Origins of Electrical Power As you may know, I have a lot of interests

Origins of Electrical Power
As you may know, I have a lot of interests (more than I have time to
explore). But one I do spend time on is history; it is so instructive for us and
our future!
So let’s start some history lessons on the origins of electric power and what
types of generation sources we currently use or might be available in the
near future. This will be a series of blogs to explore electric power and – in future blogs – generation sources,
their “fuel,” and their advantages and disadvantages.
Here is a blazing, fast history of electricity focused on the generation of electrical energy. Around 600 B.C.,
Thales of Miletus provided the first writing about electricity (static electricity) when he charged amber by
rubbing.
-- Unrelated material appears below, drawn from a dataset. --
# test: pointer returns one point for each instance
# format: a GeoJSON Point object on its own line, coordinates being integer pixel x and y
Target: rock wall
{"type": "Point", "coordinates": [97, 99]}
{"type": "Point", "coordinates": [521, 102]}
Around 1600, an English scientist William Gilbert coined the word "electricity," deriving it from the
Greek word for amber: "De magnete, magneticisique corporibus." He was also the first to come up with terms
like electric attraction, electric force, and magnetic pole.
In 1660, Otto von Guericke produced a static electricity machine. Alessandro Volta invented the first electric
battery in 1800. (Note that the first U.S. energy utility was started in 1816.) Michael Faraday invented the
electric motor in 1821 and, in 1831, designed the “Faraday disk,” the first electric generator.
In a nod to the suffering all electrical engineers would undergo in their schooling, James Maxwell wrote his
famous equations in 1873 that mathematically defined electromagnetic fields. Charles Brush’s generators were
used in San Francisco for the first commercial power station in 1879. In 1884, Charles Parsons described the first
steam turbine arrangement. The first hydro station, High Grove in California, was opened in 1887.
Nikola Tesla came up with the monumental invention of a rotating field alternate current (AC) alternator in
1888. This led to the ability to efficiently convert all kinds of mechanical energy to AC electrical energy.
Since then, most developments in the industry have been the applications of those energies to an AC generator.
Pulverized coal was first used in 1920, the same year the Federal Power Commission (predecessor to the Federal
Energy Regulatory Commission) was established. The first power plant using nuclear technology was ordered in
1953. Wind farms were introduced in 1980. The first tidal-pool power plant was commissioned in 1984 in Nova
Scotia.
Today, most electricity is generated using a “dynamo” to convert mechanical energy into electrical energy
(current). We will discuss other direct conversions in the future, but they are currently not major sources of
electrical energy. We will also explore the sources of mechanical energy and direct conversion. I hope this will be
done in roughly chronological order, but we will see.